The phone rang and Scully wasn't surprised when Doggett asked if
she wanted to stroll across the parking lot to that grill they'd
passed on the way in.
What had drawn them to this place was little more than a hunch. Her
hunch.
A nationwide search managed by Scully looking for John Does and
other out-of-town homicide victims had yielded plenty of replies
from police departments across the country. She'd read every one
looking for that certain "something" that would set her senses
tingling. She might not have Mulder's nose for the paranormal but
she had no difficulty distinguishing between the typical and the
out of place.
None of the other files had been quite so intriguing as the one
sent in by St Louis PD. It described the two male bodies found
dumped close to a quiet road just outside town. Odd in terms of the
basic facts, it had grown stranger when she read the details.
Both men were over six-foot tall and in good physical shape, better
than good in fact. Two men in peak condition with no fingerprints
on their acid bathed fingers and no identification in their
pockets. Tidy kills.
Based on the positioning of the tire tracks, blood and bodies at
the scene the local PD suggested that the men had been ambushed as
they got out of their car. The headshots that killed them would
have been impressive even against a single target, but to take out
two men that way in rapid succession was exceptional.

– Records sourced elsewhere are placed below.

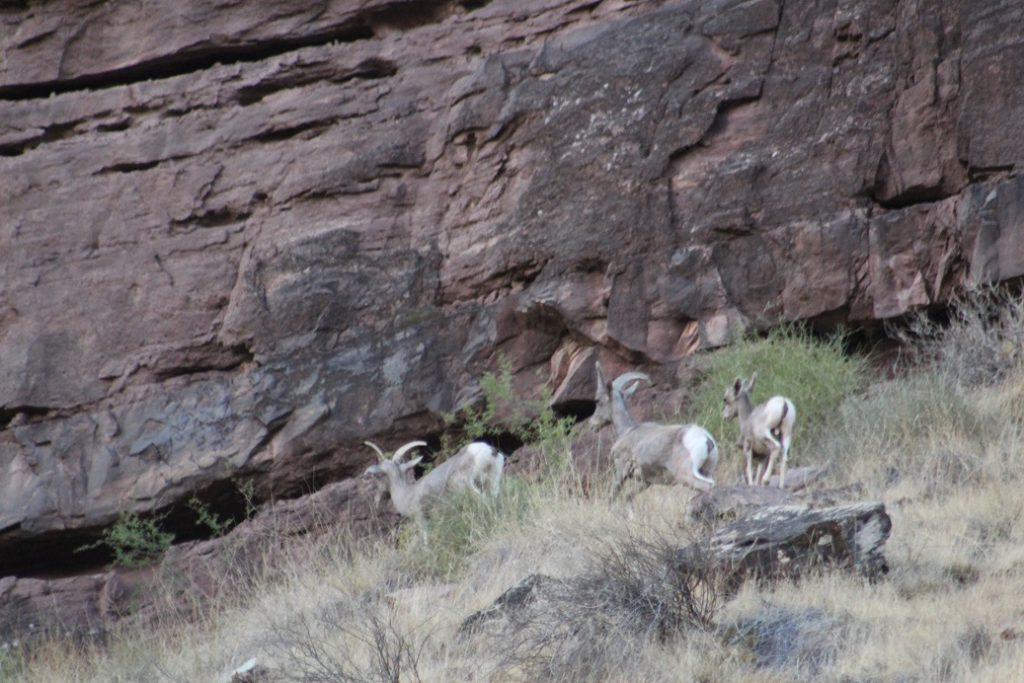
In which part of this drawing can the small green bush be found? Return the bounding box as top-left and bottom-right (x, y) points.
(188, 496), (234, 539)
(441, 357), (573, 474)
(78, 512), (174, 568)
(888, 287), (1024, 387)
(686, 326), (867, 459)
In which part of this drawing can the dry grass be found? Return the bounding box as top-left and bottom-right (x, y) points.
(12, 299), (1024, 683)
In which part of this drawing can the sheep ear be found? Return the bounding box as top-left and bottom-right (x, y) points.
(398, 456), (423, 472)
(391, 441), (427, 463)
(364, 441), (386, 462)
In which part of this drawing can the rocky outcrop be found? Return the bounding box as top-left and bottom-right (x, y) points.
(0, 0), (1024, 575)
(0, 477), (389, 648)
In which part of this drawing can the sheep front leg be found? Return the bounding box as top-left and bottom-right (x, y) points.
(778, 436), (790, 488)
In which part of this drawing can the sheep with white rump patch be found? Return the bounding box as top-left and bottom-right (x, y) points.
(592, 364), (718, 512)
(365, 441), (505, 540)
(722, 373), (797, 488)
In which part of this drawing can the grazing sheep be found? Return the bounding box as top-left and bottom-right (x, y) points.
(595, 366), (718, 511)
(722, 373), (797, 488)
(365, 441), (505, 540)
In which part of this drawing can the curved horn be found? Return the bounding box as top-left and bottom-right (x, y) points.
(364, 441), (387, 460)
(391, 441), (427, 462)
(611, 373), (651, 393)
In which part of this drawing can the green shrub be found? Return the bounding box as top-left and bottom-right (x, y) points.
(187, 496), (234, 539)
(889, 287), (1024, 387)
(686, 326), (867, 459)
(77, 512), (174, 567)
(441, 357), (573, 471)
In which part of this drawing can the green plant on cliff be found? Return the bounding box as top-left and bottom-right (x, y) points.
(441, 356), (573, 473)
(76, 512), (174, 568)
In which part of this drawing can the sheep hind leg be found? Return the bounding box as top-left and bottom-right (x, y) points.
(778, 437), (790, 488)
(743, 444), (754, 486)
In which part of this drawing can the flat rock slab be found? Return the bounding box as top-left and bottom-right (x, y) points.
(677, 503), (892, 590)
(459, 499), (892, 636)
(689, 475), (863, 526)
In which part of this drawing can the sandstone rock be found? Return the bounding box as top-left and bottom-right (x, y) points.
(459, 501), (891, 647)
(0, 478), (398, 643)
(0, 0), (1024, 575)
(676, 503), (892, 591)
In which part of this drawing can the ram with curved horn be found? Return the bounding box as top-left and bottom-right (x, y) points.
(591, 364), (718, 511)
(364, 441), (505, 540)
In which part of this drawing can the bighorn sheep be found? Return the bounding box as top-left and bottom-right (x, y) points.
(590, 362), (650, 437)
(364, 441), (505, 539)
(592, 365), (718, 510)
(722, 373), (797, 488)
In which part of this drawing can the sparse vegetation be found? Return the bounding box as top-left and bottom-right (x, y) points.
(79, 512), (174, 568)
(188, 496), (233, 538)
(12, 292), (1024, 683)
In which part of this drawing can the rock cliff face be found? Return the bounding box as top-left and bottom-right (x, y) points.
(0, 0), (1024, 575)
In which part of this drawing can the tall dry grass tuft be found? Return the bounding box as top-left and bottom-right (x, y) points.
(475, 528), (722, 682)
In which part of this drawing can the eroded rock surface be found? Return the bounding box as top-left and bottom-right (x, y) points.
(0, 0), (1024, 575)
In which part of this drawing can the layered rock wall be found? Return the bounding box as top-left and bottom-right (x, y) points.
(0, 0), (1024, 575)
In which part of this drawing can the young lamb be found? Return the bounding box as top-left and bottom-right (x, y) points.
(722, 373), (797, 488)
(592, 366), (718, 511)
(365, 441), (505, 540)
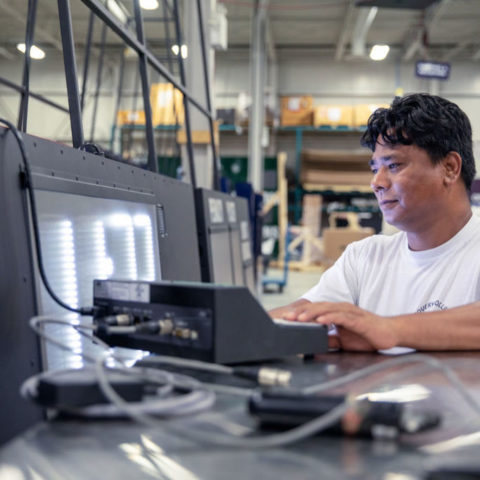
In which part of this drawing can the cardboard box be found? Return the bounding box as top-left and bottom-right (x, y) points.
(353, 103), (390, 127)
(150, 83), (184, 126)
(323, 227), (374, 262)
(313, 105), (353, 128)
(300, 149), (372, 186)
(117, 110), (145, 125)
(280, 95), (313, 127)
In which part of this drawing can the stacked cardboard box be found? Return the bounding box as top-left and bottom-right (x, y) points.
(323, 212), (375, 262)
(117, 110), (145, 125)
(150, 83), (184, 126)
(353, 103), (389, 127)
(300, 149), (372, 187)
(313, 105), (353, 128)
(280, 95), (313, 127)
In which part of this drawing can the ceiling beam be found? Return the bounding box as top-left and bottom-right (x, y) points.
(402, 0), (451, 61)
(442, 40), (472, 62)
(335, 0), (356, 61)
(351, 7), (378, 57)
(472, 48), (480, 60)
(0, 0), (62, 51)
(0, 47), (15, 60)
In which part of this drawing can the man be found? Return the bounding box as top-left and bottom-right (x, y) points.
(270, 94), (480, 351)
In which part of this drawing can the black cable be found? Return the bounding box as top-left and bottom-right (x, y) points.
(0, 118), (94, 315)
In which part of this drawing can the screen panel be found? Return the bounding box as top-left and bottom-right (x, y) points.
(35, 190), (161, 368)
(0, 128), (201, 443)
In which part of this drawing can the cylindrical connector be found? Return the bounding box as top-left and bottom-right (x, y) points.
(137, 318), (173, 335)
(99, 313), (133, 327)
(233, 367), (292, 387)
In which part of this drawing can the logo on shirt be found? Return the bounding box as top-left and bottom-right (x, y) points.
(417, 300), (447, 313)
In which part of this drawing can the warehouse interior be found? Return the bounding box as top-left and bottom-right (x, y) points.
(0, 0), (480, 480)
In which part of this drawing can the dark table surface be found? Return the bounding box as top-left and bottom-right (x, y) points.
(0, 352), (480, 480)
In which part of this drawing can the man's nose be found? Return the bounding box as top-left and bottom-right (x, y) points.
(370, 165), (390, 192)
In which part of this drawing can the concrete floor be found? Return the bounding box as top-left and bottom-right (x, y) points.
(260, 268), (322, 310)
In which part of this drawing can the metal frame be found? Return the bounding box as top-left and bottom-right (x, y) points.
(76, 0), (218, 187)
(6, 0), (221, 189)
(17, 0), (38, 132)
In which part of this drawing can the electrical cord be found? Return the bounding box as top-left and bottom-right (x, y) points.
(21, 316), (215, 418)
(23, 319), (480, 449)
(0, 118), (94, 315)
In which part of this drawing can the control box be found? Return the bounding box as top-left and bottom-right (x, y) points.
(94, 280), (328, 364)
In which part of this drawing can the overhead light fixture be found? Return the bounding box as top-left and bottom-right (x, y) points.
(172, 45), (188, 58)
(140, 0), (158, 10)
(370, 45), (390, 61)
(105, 0), (127, 25)
(17, 43), (45, 60)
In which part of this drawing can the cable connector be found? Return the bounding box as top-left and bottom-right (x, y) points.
(136, 318), (174, 335)
(233, 367), (292, 387)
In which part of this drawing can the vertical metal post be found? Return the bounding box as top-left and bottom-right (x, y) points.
(248, 0), (268, 191)
(162, 0), (181, 158)
(110, 49), (125, 151)
(17, 0), (38, 132)
(80, 12), (95, 112)
(90, 23), (107, 143)
(173, 0), (197, 188)
(197, 0), (221, 190)
(58, 0), (83, 148)
(133, 0), (158, 172)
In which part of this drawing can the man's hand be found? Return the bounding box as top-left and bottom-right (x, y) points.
(283, 302), (397, 351)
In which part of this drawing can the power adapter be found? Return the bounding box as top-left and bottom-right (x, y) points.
(33, 368), (144, 410)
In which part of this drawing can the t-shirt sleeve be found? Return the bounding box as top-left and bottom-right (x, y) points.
(301, 244), (358, 305)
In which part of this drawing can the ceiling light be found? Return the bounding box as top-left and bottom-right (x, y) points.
(17, 43), (45, 60)
(172, 45), (188, 58)
(370, 45), (390, 60)
(106, 0), (127, 24)
(140, 0), (158, 10)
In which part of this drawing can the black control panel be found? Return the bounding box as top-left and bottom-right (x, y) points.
(94, 280), (327, 363)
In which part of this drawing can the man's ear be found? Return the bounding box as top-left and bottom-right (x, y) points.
(442, 151), (462, 185)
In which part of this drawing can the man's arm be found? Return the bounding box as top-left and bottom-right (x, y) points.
(283, 302), (480, 351)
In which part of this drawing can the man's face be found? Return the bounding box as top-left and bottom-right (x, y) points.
(370, 138), (444, 233)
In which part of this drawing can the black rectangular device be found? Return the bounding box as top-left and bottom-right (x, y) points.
(195, 188), (255, 294)
(94, 280), (328, 364)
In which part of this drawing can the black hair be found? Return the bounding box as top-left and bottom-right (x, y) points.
(361, 93), (476, 190)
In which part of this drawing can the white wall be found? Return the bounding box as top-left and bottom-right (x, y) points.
(215, 51), (480, 171)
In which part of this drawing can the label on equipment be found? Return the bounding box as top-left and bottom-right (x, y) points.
(95, 281), (150, 303)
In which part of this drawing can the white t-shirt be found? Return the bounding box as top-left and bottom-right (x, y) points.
(302, 215), (480, 316)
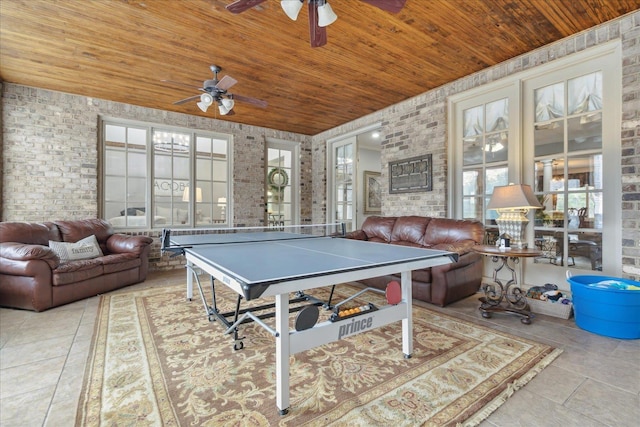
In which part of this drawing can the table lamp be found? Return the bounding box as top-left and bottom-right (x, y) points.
(487, 184), (542, 249)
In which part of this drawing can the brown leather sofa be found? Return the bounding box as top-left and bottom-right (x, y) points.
(0, 219), (153, 311)
(347, 216), (484, 306)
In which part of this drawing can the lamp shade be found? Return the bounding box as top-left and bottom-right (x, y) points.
(198, 93), (213, 113)
(280, 0), (303, 21)
(318, 3), (338, 27)
(487, 184), (542, 209)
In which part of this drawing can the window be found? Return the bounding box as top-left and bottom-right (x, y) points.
(449, 43), (622, 284)
(102, 120), (231, 228)
(266, 138), (300, 227)
(331, 142), (355, 230)
(462, 98), (509, 244)
(533, 71), (604, 270)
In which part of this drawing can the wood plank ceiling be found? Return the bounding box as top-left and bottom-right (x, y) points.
(0, 0), (640, 135)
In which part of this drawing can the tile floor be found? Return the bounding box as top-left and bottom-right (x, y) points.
(0, 270), (640, 427)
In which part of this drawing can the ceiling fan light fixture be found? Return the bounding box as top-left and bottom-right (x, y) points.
(318, 2), (338, 27)
(198, 93), (213, 113)
(280, 0), (304, 21)
(218, 98), (235, 116)
(222, 98), (236, 110)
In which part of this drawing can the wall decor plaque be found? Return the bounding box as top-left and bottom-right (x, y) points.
(389, 154), (433, 193)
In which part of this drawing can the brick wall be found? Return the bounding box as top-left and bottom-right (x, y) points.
(0, 83), (311, 269)
(312, 12), (640, 280)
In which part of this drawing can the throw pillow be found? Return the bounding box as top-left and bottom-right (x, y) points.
(49, 235), (102, 263)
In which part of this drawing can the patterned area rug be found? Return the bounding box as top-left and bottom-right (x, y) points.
(76, 285), (560, 427)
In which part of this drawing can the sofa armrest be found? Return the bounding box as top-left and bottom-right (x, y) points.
(107, 234), (153, 255)
(429, 240), (476, 255)
(344, 230), (367, 240)
(0, 242), (60, 269)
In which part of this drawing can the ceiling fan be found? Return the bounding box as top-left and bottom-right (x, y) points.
(162, 65), (267, 116)
(227, 0), (407, 47)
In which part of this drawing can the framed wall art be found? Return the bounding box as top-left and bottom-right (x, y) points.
(364, 171), (382, 214)
(389, 154), (433, 193)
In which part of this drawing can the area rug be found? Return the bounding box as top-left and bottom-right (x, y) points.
(76, 285), (560, 427)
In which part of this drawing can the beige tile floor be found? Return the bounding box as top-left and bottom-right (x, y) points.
(0, 270), (640, 427)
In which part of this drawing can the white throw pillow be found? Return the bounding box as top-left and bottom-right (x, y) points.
(49, 235), (102, 262)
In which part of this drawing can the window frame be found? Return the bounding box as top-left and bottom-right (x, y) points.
(98, 116), (233, 230)
(447, 40), (622, 283)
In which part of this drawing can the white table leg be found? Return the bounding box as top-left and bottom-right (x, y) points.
(276, 294), (290, 415)
(401, 271), (413, 359)
(186, 260), (195, 301)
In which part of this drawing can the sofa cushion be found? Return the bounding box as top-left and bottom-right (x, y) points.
(55, 219), (114, 247)
(0, 222), (62, 246)
(100, 253), (142, 274)
(362, 216), (396, 243)
(53, 258), (104, 286)
(49, 234), (102, 262)
(424, 218), (484, 246)
(390, 216), (431, 246)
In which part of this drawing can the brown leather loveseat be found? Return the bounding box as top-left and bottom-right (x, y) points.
(0, 219), (153, 311)
(347, 216), (484, 306)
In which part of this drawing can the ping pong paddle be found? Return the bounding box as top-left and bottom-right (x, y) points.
(296, 305), (320, 331)
(384, 280), (402, 305)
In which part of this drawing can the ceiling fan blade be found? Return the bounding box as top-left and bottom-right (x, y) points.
(362, 0), (407, 13)
(173, 95), (201, 105)
(231, 94), (267, 108)
(226, 0), (267, 13)
(216, 76), (238, 90)
(160, 80), (202, 90)
(309, 2), (327, 47)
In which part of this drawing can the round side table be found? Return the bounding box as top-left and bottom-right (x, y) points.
(472, 245), (542, 325)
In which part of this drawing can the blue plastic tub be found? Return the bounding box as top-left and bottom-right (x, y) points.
(567, 276), (640, 339)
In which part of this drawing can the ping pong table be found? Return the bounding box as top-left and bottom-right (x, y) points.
(162, 229), (457, 415)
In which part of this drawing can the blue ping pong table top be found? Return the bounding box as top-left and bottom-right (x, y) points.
(171, 231), (457, 299)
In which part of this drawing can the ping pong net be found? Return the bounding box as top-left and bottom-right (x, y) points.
(160, 223), (346, 257)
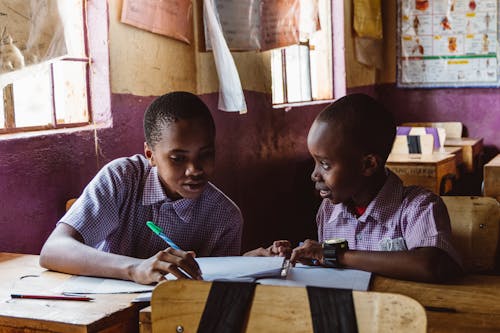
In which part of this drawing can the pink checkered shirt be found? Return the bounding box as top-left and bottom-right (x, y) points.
(59, 155), (243, 258)
(316, 170), (461, 263)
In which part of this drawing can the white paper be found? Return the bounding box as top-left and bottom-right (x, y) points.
(53, 276), (155, 294)
(258, 264), (372, 291)
(166, 256), (284, 281)
(203, 0), (247, 113)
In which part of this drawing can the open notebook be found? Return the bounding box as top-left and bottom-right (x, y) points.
(53, 256), (371, 300)
(167, 257), (371, 291)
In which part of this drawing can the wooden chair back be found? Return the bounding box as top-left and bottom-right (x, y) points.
(401, 121), (463, 139)
(151, 280), (427, 333)
(442, 196), (500, 273)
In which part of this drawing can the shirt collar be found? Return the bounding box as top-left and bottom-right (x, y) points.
(142, 167), (197, 222)
(331, 169), (403, 223)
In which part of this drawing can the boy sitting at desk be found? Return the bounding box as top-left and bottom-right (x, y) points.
(40, 92), (243, 284)
(256, 94), (462, 282)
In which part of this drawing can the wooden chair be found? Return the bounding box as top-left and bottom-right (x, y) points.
(442, 196), (500, 273)
(151, 280), (427, 333)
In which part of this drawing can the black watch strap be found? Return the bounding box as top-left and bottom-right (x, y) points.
(322, 238), (349, 268)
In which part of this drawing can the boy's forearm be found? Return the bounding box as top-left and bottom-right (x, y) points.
(40, 239), (141, 280)
(339, 248), (461, 283)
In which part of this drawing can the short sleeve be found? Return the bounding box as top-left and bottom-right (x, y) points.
(402, 192), (461, 264)
(211, 207), (243, 257)
(59, 159), (131, 247)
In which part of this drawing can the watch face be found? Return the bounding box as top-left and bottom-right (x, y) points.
(325, 238), (346, 245)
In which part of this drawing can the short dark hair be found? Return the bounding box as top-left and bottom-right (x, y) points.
(144, 91), (215, 147)
(316, 94), (396, 161)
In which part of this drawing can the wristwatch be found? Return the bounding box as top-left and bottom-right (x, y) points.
(321, 238), (349, 268)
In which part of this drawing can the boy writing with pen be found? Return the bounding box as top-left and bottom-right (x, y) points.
(40, 92), (243, 284)
(252, 94), (462, 282)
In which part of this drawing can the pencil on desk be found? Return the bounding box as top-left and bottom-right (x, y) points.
(10, 294), (94, 301)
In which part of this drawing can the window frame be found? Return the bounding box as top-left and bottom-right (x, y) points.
(0, 0), (96, 135)
(271, 0), (347, 110)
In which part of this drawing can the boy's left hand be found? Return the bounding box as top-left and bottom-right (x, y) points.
(290, 239), (323, 265)
(243, 240), (292, 258)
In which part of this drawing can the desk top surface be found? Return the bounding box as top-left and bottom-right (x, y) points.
(0, 253), (138, 331)
(387, 152), (455, 164)
(444, 137), (483, 146)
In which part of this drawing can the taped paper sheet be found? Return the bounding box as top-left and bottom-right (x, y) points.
(203, 0), (247, 113)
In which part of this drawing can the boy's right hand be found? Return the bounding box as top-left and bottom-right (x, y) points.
(131, 247), (203, 284)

Scully's fingers slid carefully over the handle of her Sig, trying
to imagine the feel of it. Bang one. Turn, reposition. Bang two.
One of the victims was standing when shot, the bullet coming in
from ahead of him and just off to one side. The trajectory of the
second bullet suggested that the other victim was crouching.
Speculate, said a voice in Scully's head that sounded more like
Mulder's then her own. So she did, allowed her thoughts free rein,
as she tried to visualize the scene. In the end, she agreed with
the police team and then added some extra speculation of her own.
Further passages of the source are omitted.